Раздаётся скрип, треск, и затем я слышу его. Зендер. Это голос моего брата.

— Это защищённая линия? Ты цела? В безопасности?

— Да, линия вроде бы защищённая, — я смотрю на Джондара, тот пожимает плечами. Я даже не представляю, как работает эта штуковина. — Насколько это возможно. Мы в безопасности, Зендер. Но Кон у них. Нам нужно его вытащить. И как можно скорее. Они пытают его. Чтобы он отдал корону, или подписал договор, или… Не знаю зачем.

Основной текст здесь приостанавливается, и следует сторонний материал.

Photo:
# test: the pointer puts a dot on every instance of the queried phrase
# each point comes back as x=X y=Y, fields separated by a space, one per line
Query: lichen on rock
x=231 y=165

Просто ради забавы, наверное…

— Где Шай? Дай мне поговорить с ним.

Я давлюсь воздухом, ответ застревает в горле. Он ещё не знает. Ну конечно, он не знает. Откуда бы? Мне не нужно было прежде произносить это вслух, потому что все и так знали. И я не хочу говорить этого сейчас, только не вслух. Потому что тогда это станет реальным.

Но у меня нет выбора.

— Он мёртв.

Наступает тишина. Шай был и его другом тоже. С самого детства.

— Когда? Как?

— При падении Лимасилла, два с половиной месяца назад. Он пожертвовал собой, чтобы вывести нас. Меня и Кона. А теперь Кон у них, и я должна его спасти. Должна. Ты слышишь меня?

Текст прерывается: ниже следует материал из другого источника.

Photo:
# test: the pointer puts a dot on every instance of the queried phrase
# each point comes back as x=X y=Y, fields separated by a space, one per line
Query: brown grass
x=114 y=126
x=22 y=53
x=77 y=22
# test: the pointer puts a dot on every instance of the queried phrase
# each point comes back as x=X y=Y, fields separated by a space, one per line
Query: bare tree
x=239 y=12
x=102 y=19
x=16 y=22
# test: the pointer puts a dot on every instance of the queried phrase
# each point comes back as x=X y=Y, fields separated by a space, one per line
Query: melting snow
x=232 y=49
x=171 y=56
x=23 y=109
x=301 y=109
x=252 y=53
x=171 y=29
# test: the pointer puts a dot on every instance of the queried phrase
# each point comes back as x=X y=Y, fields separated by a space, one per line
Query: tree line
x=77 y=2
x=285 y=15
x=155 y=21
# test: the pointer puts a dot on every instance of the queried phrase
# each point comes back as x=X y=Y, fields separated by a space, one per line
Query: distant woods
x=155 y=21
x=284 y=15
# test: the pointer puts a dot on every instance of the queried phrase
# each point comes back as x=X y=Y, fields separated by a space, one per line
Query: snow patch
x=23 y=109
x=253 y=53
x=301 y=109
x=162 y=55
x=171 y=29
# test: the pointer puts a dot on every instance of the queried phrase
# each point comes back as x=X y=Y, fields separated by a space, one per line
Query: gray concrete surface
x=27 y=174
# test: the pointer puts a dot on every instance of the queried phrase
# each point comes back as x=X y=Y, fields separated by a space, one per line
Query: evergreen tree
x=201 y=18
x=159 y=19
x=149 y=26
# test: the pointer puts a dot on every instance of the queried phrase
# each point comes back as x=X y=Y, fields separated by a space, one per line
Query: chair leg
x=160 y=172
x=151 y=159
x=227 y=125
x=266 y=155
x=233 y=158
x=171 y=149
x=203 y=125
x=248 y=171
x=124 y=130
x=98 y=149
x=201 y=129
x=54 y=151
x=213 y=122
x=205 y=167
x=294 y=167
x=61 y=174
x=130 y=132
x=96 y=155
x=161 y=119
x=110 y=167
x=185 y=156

Молчание Зендера всегда было плохим знаком. Я жду, постукивая по кристаллу скорее от бессилия, чем от необходимости усилить сигнал.

— Передай свои координаты. Мы заберём тебя и вернём домой как можно скорее.

Я резко втягиваю воздух и встречаюсь взглядом с Джондаром. Зендер думает, что может просто увести меня отсюда? Нет. Ни в коем случае. Что-то тяжёлое отражается в глазах антейского принца — смирение… и согласие. Он кивает. Он реально кивает. Ну да, конечно, заберите отсюда эту девчонку.

— Нет, — я произношу громко и чётко, чтобы у них даже тени сомнения не возникло. — Ни за что на свете, дорогой брат.

— Бел, прислушайся к голосу разума. Как заложница…

— Нет, это ты послушай меня. Им не нужны другие заложники, у них и так есть Кон. Я не покину Антеес.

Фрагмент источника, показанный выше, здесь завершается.